Net wanneer ik terug wilde draaien naar Vincent zag ik iets onder de straatlantaarn
vandaan flitsen. Er ging een schok door mijn lichaam, we werden nog steeds gevolgd. Ik
slaakte een kreet en versnelde mijn pas. Het wezen zat vast in mijn gedachten. Ondanks dat
ik het nauwelijks gezien had, zag ik dat het wit was en groot. Het had een lang, rechtstaand
lichaam vol met knikken, alsof het zichzelf net uitgevouwen had. Dat was het enige wat ik
kon zien. Het moet een gezicht en ledematen hebben gehad, maar ik had geen tijd om
langer te kijken. Ik keek niet nog een keer en de weg waar we op renden kwam bekend voor.
We waren dicht bij mijn huis.
“Mijn huis!” schreeuwde ik en Vincent luisterde.
Hij sloeg linksaf de straat in waar ik woonde. Ook ik sloeg af en zag Vincent al over
het hek van mijn tuin springen.
“Schiet op!” hoorde ik hem schreeuwen en ik gooide mezelf over het hek heen. Mijn
enkels prikten toen ze de grond raakten en ik vloog naar de keukendeur. Vincent stapte
abrupt opzij en keek toe hoe ik de sleutel in het slot deed en de deur open draaide. We
vlogen naar binnen en ik draaide zo snel als ik kon de deur weer op slot. We sprinten naar
boven naar de badkamer en deden ook die deur achter ons op slot. We spraken af dat we
minstens tot de middag in de badkamer zouden blijven, voor de zekerheid.
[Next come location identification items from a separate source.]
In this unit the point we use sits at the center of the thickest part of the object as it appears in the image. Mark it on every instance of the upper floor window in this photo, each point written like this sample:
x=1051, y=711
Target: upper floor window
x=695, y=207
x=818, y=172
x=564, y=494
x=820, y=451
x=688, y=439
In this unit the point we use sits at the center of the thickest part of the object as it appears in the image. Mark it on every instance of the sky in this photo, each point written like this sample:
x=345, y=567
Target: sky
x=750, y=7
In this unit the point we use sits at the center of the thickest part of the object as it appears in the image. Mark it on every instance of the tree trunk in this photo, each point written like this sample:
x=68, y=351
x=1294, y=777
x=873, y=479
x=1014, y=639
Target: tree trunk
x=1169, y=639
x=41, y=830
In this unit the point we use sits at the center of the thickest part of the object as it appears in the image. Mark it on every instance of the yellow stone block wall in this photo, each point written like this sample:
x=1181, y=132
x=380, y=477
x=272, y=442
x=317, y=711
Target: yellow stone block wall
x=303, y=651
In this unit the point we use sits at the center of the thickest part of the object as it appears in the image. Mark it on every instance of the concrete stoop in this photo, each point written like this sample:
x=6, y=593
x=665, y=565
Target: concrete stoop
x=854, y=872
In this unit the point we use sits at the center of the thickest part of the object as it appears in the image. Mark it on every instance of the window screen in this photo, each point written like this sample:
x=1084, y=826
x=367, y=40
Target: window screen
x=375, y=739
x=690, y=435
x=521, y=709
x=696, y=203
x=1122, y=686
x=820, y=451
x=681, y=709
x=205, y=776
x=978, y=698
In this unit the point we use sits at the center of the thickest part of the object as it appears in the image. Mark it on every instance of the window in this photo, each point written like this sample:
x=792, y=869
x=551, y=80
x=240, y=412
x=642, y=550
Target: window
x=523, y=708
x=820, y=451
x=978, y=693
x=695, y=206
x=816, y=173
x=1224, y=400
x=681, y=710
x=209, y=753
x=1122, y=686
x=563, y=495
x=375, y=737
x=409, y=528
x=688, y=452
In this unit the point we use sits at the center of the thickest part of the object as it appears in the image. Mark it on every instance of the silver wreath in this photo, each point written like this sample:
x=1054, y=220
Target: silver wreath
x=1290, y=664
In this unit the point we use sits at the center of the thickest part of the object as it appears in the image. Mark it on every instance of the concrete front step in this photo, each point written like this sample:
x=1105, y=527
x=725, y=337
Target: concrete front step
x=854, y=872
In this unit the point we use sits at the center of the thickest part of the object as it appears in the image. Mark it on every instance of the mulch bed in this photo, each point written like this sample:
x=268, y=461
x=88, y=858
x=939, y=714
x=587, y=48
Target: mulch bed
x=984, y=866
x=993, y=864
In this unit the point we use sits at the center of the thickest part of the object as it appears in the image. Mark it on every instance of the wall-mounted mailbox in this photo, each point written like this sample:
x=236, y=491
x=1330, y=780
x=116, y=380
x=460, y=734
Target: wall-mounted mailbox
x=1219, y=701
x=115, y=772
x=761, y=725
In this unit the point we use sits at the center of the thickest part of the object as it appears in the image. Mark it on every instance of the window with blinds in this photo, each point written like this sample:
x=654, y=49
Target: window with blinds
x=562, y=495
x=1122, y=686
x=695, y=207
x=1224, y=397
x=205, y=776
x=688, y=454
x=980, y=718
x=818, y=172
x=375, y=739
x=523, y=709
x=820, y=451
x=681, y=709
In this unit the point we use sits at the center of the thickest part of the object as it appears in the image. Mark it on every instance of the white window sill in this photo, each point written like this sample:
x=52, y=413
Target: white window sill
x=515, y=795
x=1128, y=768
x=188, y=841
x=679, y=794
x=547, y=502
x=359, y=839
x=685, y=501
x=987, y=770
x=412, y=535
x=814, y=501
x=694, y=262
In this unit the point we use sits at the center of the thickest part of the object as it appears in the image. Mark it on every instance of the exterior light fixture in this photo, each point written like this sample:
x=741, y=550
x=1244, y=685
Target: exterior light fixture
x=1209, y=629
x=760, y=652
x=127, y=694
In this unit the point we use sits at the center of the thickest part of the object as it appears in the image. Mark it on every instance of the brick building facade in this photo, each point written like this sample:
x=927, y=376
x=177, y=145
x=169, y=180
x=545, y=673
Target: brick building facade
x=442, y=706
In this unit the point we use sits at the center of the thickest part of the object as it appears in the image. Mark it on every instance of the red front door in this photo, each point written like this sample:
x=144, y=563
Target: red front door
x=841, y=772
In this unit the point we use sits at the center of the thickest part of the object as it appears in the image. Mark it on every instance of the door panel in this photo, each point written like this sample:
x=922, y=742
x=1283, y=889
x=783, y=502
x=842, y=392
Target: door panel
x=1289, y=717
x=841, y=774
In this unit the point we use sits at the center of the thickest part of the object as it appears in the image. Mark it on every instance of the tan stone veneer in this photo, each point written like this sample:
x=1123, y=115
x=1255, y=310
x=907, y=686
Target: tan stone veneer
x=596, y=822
's Avonds realiseerde ik me dat ik nog niks had gedronken en liep ik naar de keuken
om nog wat te halen uit de koelkast. Ik hoorde water uit de kraan lekken en draaide de knop
dichter terwijl ik een pak sap achterover goot. Terwijl ik naar de woonkamer liep begon de
kraan weer te druppelen. Ik knipte het licht aan en realiseerde dat het niet de kraan was of
iets wat uit deze kamer kwam. Het klonk alsof het van verder weg kwam. Ik keek uit het
keukenraam de tuin in. Het enige wat ik kon zien was een silhouet van iets dat tegen het hek
aan leunde. Het geluid wat ik eerder hoorde leek ook niet meer op het druppelen van een
kraan, maar meer op een soort geklik.